Two weeks ago I finished reading Honey for a Child’s Heart by Gladys Hunt. First published in 1969, this book is now in its fourth edition* and has been read by many, many parents as they endeavor to encourage a love for and environment of reading in their homes.
The author spends time presenting reasons why reading is important for a number of things, including teaching values, cultivating the soul and imagination, building character, and uniting a family. At times I felt she didn’t communicate all her ideas in a completely coherent and/or compelling manor, but nonetheless found myself freshly energized and re-inspired to appreciate reading as the vital part of family and home life that it should be.
That said, I think the real value of this book lies in the second half, which is an extensive annotated bibliography of books for children of all ages. I found myself pouring over this list and searching amazon for prices and availability, and it was so much fun! I’ve known there are lots of good books to be had for my children, but sometimes it is daunting to weed through the thousands that are on the market for those that are worth having and exposing our children to. This list, which is long and chock-full of wonderful ideas, is also shaped by Hunt’s love for the Lord, her appreciation for good literature and art, and her desire to see children and families encouraged and built together.

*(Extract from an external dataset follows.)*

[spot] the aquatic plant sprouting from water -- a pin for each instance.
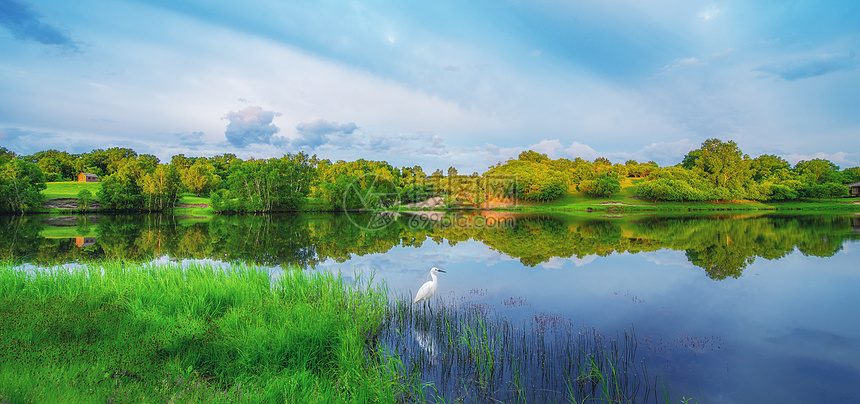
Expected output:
(471, 356)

Without a doubt, this bibliography will help choose many of the gifts we give our children throughout this coming year, and will undoubtedly be referred to throughout many more years for ideas and inspiration.
All in all, if you want your children to grow up in an environment that cherishes reading and the bond that can be shared together through a book, you need to have this book on your shelf! It is a worthwhile read– and the bibliography alone is worth the price!
*The edition I have is an older one. I assume there aren’t many significant alterations to the newer edition, except perhaps that some of the books listed in the bibliography that are no longer in print aren’t included any more, though I can’t even say that for sure.